Like alluvial graphs, we can also visualize the interconnection of clusters using chord diagrams from the circlize R package. The first step is to get the data frame output to feed into thechordDiagram() function in circlize, which can be done using getCirclize().

This function calculates the relative number of unique and shared clones based on the group.by variable using the product of combineExpression(). It creates a matrix the size of the group.by variable and then simplifies it into instructions readable by the circlize R package. The output represents the total number of unique and shared clones by the group.by variable. If using the downstream circlize R package, please read and cite the following manuscript.

Key Parameters for getCirclize()

  • proportion: If TRUE, normalizes the relationship by proportion; if FALSE (default), uses unique clone counts.
  • include.self: If TRUE, includes counting clones within a single group.by comparison.

To get data for a chord diagram showing shared clones between seurat_clusters:

library(circlize)
library(scales)

circles <- getCirclize(scRep_example, 
                       group.by = "seurat_clusters")

#Just assigning the normal colors to each cluster
grid.cols <- hue_pal()(length(unique(scRep_example$seurat_clusters)))
names(grid.cols) <- unique(scRep_example$seurat_clusters)

#Graphing the chord diagram
chordDiagram(circles, self.link = 1, grid.col = grid.cols)
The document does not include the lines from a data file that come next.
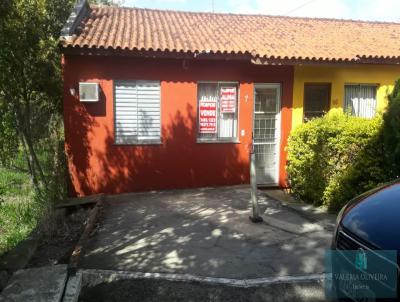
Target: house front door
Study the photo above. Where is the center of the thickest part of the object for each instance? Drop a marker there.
(266, 132)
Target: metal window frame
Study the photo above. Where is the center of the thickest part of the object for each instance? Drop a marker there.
(137, 141)
(218, 139)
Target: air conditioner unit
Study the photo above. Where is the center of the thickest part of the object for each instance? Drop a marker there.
(88, 92)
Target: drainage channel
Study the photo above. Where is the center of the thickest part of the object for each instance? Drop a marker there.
(104, 285)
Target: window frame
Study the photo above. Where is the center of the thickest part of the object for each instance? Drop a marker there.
(137, 142)
(218, 140)
(345, 107)
(325, 84)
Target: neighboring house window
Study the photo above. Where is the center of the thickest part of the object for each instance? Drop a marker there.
(360, 100)
(217, 111)
(137, 112)
(316, 100)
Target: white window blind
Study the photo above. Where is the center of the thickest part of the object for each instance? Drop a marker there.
(137, 112)
(226, 122)
(360, 100)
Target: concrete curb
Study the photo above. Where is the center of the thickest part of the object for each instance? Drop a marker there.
(281, 289)
(94, 213)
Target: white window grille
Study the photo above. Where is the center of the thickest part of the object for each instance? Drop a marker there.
(137, 112)
(360, 100)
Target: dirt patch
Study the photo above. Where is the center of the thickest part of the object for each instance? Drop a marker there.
(57, 244)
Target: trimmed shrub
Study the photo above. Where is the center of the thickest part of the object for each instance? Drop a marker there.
(336, 157)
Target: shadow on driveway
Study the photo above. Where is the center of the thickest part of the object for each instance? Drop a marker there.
(204, 232)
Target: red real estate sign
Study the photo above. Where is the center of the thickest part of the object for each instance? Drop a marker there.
(208, 116)
(228, 99)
This can also be used if we want to explore just the lung-specific T cells by subsetting the single-cell object. For the sake of this vignette, we can also look at setting proportion = TRUE to get a scaled output.

subset <- subset(scRep_example, Type == "L")

circles <- getCirclize(subset, group.by = "ident", proportion = TRUE)

grid.cols <- (scales::hue_pal())(length(unique(subset@active.ident)))
names(grid.cols) <- levels(subset@active.ident)

chordDiagram(circles, self.link = 1, grid.col = grid.cols, directional = 1, direction.type = "arrows",
    link.arr.type = "big.arrow")

getCirclize() facilitates the creation of visually striking and informative chord diagrams to represent shared clonal relationships between distinct groups within your single-cell data. By providing a flexible way to quantify and format clonal overlap, it enables researchers to effectively illustrate complex clonal connectivity patterns, which are crucial for understanding immune communication and migration.